Twilight gave a little smile. "Okay, Sand is it? It's very nice that you wanted to do a favor for Cherry's mom, but she's alright. Would you like to see the room we've arranged for her? She's an honored guest, a diplomat from the sea people."
Sand waved off the statement. "You said something like that before, but she's a filly for the waves' sake. She doesn't have any say, so how is she going to be diplomat of anything but herself?"
Cherry took a little step forward. "I can share stories of home, and they can show me more wondrous things of The Dry. They've been really nice to me, even when things got scary, they were there."

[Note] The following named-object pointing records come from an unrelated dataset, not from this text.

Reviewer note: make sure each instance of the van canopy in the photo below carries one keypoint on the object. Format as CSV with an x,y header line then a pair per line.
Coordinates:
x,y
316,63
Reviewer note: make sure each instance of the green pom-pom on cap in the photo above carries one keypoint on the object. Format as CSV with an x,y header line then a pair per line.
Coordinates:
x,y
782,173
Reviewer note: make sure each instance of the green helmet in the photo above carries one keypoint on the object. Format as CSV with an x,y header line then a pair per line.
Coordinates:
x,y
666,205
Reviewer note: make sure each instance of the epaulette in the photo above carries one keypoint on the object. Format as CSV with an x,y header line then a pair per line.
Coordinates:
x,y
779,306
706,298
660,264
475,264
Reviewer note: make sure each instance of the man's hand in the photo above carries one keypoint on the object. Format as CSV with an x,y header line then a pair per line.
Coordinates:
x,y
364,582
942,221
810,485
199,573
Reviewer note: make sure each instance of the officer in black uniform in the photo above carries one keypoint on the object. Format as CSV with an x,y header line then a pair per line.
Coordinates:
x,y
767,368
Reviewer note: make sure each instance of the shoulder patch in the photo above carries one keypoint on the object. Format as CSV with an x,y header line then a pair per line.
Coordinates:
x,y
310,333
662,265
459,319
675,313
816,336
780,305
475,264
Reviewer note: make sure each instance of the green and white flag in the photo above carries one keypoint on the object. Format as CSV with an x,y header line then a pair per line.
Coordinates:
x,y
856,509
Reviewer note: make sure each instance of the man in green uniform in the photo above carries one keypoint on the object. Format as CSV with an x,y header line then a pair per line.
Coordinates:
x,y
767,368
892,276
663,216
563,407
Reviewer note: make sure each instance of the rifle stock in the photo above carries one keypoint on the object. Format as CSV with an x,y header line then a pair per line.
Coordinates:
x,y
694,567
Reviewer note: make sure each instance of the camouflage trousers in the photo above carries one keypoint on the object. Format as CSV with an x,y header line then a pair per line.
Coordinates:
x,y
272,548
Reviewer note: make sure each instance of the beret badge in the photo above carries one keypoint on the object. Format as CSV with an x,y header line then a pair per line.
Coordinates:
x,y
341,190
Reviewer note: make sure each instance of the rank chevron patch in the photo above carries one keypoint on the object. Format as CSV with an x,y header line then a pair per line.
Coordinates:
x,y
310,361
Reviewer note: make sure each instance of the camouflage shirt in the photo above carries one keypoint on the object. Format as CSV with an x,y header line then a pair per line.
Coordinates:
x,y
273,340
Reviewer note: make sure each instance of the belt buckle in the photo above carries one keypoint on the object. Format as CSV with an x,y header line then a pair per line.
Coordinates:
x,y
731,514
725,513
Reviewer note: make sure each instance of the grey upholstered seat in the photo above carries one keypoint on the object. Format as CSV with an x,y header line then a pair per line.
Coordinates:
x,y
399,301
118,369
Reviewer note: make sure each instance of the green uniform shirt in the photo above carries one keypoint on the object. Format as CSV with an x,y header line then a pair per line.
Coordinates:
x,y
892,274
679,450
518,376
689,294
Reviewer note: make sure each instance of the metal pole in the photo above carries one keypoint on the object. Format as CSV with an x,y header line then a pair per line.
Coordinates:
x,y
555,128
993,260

Starlight nodded. "We wouldn't let Cherry be hurt."
Spike gestured broadly to everyone. "Friends protect friends, and we're all friends."
Sand blinked at that. "Even me?"
Applejack hiked a brow. "If ya promise to never mind-control the town again, we can talk."
Twilight was a bit more forgiving from the outset, placing a hoof on Applejack's shoulder. "Easy. Sand was concerned about her friend's daughter. That's very noble, even if she went about it... interestingly..."
Starlight flashed a nervous smile. "It's alright... I've been there."
"There?" Sand met her gaze.
"The whole, you know, brainwashing ponies thing to get what you want?"
Sand leaned in towards the nervous Starlight. "You're a siren? You hide it well, land pony."
Applejack snorted softly. "She did it, without even a fish tail. A whole town of ponies."
Sand whistled softly. "For how long?"
Starlight shrunk a little bit. "Years?"
Sand barked out with a sudden fit of laughter. "Oh wow! You're good! I couldn't even keep them in line for much longer than a day. Years?" She spread her hooves. "I can't even imagine that."
Starlight put a hoof behind her head. "Well, I'm not doing it again. I'm... better now."
Twilight moved up beside Starlight and threw a leg over her, squeezing. "And now she has real friends, which is a lot better than brainwashed minions any day."
Sand nodded a little. "I'll bear that in mind, but... forgive me, being a siren is kind of what I was born to be. Influencing others is what I do when I'm around ponies."
Fluttershy pointed at Cherry. "You decided on your own to put your talents to work helping a friend. You can decide to do other things, to help ponies."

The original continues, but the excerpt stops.